Ich trat zu dem Mann, nicht, weil mich seine Arbeit Interessierte, sondern aus rein literarischem Reflex, sprich, alles, was seltsam war, galt es einsammeln, damit ich meinen aktuellen Roman auffüttern konnte, vielleicht gab Koch zwei Seiten her. Er führte mich an den Küchentisch. Dort lag etwas weißliches, mit einem Kopf so groß wie ein Fußball, und mit Armen so lang wie … wie Arme eben. Darauf waren die Saugnäpfe, und als ich in das Gesicht des Kochs sah, erkannte ich jene roten Male von Saugnäpfen, die ich auf den Fotos vorhin gesehen hatte. Der Kalmar atmete noch. Seine Augen waren Blau, und sie trugen eine Traurigkeit, wie ich sie bislang nur von den hiesigen Fischen kannte. Zwischen seinen Beinen floss Blut.

“Ich koche nur weibliche Kalmare”, sagte er.

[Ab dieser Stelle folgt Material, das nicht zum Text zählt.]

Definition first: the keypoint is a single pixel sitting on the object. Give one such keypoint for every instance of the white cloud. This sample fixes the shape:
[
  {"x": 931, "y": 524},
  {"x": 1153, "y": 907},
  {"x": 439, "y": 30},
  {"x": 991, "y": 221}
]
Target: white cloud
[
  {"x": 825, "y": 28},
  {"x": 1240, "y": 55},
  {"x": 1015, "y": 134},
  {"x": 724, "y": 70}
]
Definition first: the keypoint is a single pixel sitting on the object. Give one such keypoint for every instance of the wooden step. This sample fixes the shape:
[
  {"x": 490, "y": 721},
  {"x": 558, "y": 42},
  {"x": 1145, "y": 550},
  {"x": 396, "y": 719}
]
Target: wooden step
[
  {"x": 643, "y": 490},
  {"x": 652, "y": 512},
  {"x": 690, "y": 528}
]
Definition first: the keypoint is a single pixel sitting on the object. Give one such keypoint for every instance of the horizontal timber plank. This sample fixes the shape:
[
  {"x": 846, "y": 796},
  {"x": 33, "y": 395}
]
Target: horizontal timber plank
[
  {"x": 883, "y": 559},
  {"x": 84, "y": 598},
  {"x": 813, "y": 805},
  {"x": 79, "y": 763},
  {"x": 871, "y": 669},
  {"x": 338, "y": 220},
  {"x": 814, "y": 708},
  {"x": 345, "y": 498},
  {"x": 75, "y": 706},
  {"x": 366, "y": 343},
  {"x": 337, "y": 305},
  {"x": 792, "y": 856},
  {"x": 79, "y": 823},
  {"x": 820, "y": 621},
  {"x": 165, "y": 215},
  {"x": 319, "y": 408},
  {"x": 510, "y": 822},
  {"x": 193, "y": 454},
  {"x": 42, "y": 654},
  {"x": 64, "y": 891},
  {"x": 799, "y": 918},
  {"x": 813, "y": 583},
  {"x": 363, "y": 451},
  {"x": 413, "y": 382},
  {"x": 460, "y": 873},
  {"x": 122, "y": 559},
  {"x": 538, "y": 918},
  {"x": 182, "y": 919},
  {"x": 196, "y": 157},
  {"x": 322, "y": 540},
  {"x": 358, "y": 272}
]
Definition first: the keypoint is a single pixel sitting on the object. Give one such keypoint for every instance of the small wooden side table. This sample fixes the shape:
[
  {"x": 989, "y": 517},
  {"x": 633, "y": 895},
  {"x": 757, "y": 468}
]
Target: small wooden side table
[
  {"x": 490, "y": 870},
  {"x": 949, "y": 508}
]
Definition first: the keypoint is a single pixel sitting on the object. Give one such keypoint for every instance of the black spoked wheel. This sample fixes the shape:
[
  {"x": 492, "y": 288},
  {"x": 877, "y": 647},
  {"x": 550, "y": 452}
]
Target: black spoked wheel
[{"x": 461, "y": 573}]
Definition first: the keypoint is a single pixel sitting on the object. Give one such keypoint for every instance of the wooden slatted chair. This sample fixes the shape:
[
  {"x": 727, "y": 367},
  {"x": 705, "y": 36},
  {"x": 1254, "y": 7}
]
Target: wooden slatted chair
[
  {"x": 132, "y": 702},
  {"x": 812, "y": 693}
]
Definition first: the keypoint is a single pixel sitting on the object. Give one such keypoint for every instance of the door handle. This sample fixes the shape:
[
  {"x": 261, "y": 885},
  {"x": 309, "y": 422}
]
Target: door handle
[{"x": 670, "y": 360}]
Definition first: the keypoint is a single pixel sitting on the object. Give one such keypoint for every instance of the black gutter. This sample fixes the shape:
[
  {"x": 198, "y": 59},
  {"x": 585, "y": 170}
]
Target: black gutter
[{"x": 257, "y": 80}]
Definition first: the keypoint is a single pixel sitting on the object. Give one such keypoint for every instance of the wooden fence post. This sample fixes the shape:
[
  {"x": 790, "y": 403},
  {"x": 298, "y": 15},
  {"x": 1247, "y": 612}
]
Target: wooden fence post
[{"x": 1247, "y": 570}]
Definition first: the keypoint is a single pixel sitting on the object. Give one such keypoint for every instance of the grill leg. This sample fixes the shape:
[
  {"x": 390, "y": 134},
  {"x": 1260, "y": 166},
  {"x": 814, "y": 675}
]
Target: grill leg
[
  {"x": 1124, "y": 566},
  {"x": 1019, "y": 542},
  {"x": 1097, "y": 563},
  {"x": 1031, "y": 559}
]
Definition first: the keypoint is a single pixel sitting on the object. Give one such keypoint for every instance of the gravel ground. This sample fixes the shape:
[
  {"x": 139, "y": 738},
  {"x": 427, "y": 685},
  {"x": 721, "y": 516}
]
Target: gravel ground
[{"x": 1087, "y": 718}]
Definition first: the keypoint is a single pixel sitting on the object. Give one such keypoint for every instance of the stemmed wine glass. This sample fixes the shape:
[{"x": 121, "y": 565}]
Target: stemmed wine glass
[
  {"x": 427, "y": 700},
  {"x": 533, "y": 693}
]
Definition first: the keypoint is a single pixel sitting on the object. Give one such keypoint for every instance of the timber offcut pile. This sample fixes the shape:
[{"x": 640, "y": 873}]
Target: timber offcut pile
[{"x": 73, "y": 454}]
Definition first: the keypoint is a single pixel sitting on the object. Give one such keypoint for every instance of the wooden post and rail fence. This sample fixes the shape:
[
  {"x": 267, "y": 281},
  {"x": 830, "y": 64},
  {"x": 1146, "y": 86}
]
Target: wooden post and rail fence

Ich deutete auf den Kalmar.

Der Koch sagte: “Nein, das ist ein Männchen. Ich habe es nur für die Zubereitung gebraucht. Ich schicke es jetzt ins Dorf, zum Frittieren. Bei mir kommt es in keinen Topf!”

“Schmecken weibliche Kalmare besser?”, fragte ich.

Der Koch sagte: “Nun in ganz bestimmten Situationen. Ich lasse die Kalmare im Salzwassertank kopulieren. Und während sie den Akt vollziehen, fische ich sie raus und dann hacke ich sie voneinander los. Das braucht den richtigen Moment, damit der Penis in der Kalmarin drinnen bleibt.”

Ich schaute dem männlichen Kalmar zwischen die blutigen Beine und dann ging ich hinaus ins Helle, zu den anderen. Ich setzte mich. Ich wartete und schaute aufs weit entfernte Meer. Der Koch brachte schließlich die Peka. Wir machten erste Bissen und ergingen uns in seufzendem “Ah” und “Oh” und “Hm” und priesen den Koch.

“Es ist sooo gut”, frohlockte auch Isolde. “Es schmeckt wie …”

Wir alle warteten, denn sie hatte ihren poetischen Moment, das erkannten wir an den hochgerollten Augen. Sie suchte nun nach einem Wort, einer ihrer berühmten Vergleiche kündigte sich an, man müsste eigentlich immer mit einem Diktiergerät neben ihr hergehen. Sie kaute umher, dann nahm sie noch einen Bissen, und dann kam ihr Ausruf: “Ich weiß, wie es schmeckt!”

Sie kicherte.

“Nun, sag schon, wie schmeckt es?”, fragte Margarita.

“Wie Sperma”, sagte Isolde, und wir lachten kollektiv ob all der Poesie, die uns umgab auf dieser herrlichen Insel.